Max (Sigourney Weaver) and Page (Jennifer Love Hewitt) are a mother-daughter con team. Max dupes rich men into marriage and Page tempts them into an extramarital romp, which Max accidentally walks in on. The grifter tag team then walks away with a healthy divorce settlement and moves on to the next mark.
Their latest patsy is Dean (Ray Liotta), who pays out a handsome $300, 000 to the disgraced Max. Things are going swimmingly until Page decides she wants to take her show independent. Mom reluctantly agrees to divvy up their earnings, but it turns out the IRS visited the bank just before the girls, leaving them virtually penniless. Forced to stick together, the pair head down to the home of the rich and elderly, Palm Beach, to work one last major scam together. Max sets to work on chain-smoking billionaire Tensy (Gene Hackman), and Page falls into her own grift, scheming Jack (Jason Lee) out of his beachfront bar, potentially worth millions. The plot thickens to a thin gruel when Page actually falls for Jack but is forced to see the con through.

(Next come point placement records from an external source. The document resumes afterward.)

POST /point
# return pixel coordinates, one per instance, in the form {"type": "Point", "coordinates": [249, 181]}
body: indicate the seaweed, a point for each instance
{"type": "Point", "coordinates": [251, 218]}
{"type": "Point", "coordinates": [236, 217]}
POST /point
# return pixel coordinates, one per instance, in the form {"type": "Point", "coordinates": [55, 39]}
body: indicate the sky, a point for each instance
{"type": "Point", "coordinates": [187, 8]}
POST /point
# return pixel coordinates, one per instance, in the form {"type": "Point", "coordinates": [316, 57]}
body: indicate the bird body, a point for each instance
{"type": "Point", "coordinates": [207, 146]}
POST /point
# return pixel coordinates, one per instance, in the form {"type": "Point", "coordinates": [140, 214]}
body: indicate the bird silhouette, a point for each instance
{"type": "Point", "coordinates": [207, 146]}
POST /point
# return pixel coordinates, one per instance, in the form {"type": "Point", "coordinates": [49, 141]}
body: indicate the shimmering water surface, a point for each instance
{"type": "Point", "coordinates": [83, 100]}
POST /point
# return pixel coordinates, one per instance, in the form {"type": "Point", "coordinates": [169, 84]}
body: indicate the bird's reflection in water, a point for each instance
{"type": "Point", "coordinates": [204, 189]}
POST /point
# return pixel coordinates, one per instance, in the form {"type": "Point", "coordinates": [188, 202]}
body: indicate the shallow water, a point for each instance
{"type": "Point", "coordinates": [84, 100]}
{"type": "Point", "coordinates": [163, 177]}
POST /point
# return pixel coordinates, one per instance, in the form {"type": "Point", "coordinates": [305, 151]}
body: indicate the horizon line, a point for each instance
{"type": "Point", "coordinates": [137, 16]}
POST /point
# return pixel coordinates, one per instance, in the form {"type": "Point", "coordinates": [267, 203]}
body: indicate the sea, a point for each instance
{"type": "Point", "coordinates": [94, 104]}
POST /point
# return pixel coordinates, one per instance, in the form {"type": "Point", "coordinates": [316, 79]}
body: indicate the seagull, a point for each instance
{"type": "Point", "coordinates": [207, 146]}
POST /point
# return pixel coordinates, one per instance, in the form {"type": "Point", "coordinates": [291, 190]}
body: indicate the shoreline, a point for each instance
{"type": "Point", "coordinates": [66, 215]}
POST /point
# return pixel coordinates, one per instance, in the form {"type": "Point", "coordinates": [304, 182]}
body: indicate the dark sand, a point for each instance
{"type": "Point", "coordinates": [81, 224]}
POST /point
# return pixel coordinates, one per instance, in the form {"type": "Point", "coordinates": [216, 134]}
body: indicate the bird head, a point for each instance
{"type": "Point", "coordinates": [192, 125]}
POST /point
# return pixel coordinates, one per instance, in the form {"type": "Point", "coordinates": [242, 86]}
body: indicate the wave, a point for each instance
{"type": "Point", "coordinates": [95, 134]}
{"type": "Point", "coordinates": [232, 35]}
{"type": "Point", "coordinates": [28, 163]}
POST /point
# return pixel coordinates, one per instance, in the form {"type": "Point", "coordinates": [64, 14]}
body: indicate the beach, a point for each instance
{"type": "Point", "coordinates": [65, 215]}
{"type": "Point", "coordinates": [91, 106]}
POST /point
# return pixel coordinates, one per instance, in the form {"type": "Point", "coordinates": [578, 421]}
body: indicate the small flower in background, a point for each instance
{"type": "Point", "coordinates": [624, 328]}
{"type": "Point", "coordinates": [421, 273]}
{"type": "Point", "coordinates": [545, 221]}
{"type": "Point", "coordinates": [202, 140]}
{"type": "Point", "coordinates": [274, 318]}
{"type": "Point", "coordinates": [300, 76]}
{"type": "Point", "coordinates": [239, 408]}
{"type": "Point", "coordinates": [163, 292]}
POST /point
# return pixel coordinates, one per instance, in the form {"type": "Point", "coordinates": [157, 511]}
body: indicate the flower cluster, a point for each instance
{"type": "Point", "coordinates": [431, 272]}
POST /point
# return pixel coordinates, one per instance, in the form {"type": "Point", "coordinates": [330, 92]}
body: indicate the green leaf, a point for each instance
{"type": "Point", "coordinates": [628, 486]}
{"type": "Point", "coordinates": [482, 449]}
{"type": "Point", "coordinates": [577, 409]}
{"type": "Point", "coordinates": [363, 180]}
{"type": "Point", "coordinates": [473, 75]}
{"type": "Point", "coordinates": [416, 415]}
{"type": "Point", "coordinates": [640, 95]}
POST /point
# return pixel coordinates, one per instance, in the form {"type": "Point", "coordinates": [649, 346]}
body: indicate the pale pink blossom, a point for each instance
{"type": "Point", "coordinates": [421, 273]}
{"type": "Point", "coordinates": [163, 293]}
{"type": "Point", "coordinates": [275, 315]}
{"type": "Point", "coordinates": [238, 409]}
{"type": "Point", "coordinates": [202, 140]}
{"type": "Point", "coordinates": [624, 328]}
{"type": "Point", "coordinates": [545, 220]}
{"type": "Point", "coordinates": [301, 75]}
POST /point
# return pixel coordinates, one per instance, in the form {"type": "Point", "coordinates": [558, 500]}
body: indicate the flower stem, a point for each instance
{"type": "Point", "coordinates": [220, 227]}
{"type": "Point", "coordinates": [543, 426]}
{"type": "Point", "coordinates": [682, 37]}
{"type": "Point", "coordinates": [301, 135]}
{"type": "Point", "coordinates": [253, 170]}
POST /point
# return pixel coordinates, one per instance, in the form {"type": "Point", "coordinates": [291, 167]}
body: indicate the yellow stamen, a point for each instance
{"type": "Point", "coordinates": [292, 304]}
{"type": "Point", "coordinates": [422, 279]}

When you get right down to it, Heartbreakers is never more than highly mediocre. There are some singularly funny moments, and some good acting, but the predictable jokes and annoyingly obvious plot continually erode the comedic aspects to the point of simple dullness. Sure, its funny the first time Tensy almost collapses in a noisy, phleghm-filled cough, but is it just as funny the sixth or seventh time? How many times can you make the erect penis of a nude sculpture the highlight of a joke before it becomes limp? Are we really expected to believe that a professional con artist like Page is suddenly going to grow a conscience? And will someone please tell director David Mirkin (Romy and Michelles High School Reunion) that we dont need obvious song lyrics to tell us whats going on with a character whenever theyre not engaged in dialogue.
If you like comedy to jump up and bang you on the head with punch line, then you might like Heartbreakers. For everyone else, dont be scammed by this lukewarm wanna-be comedy.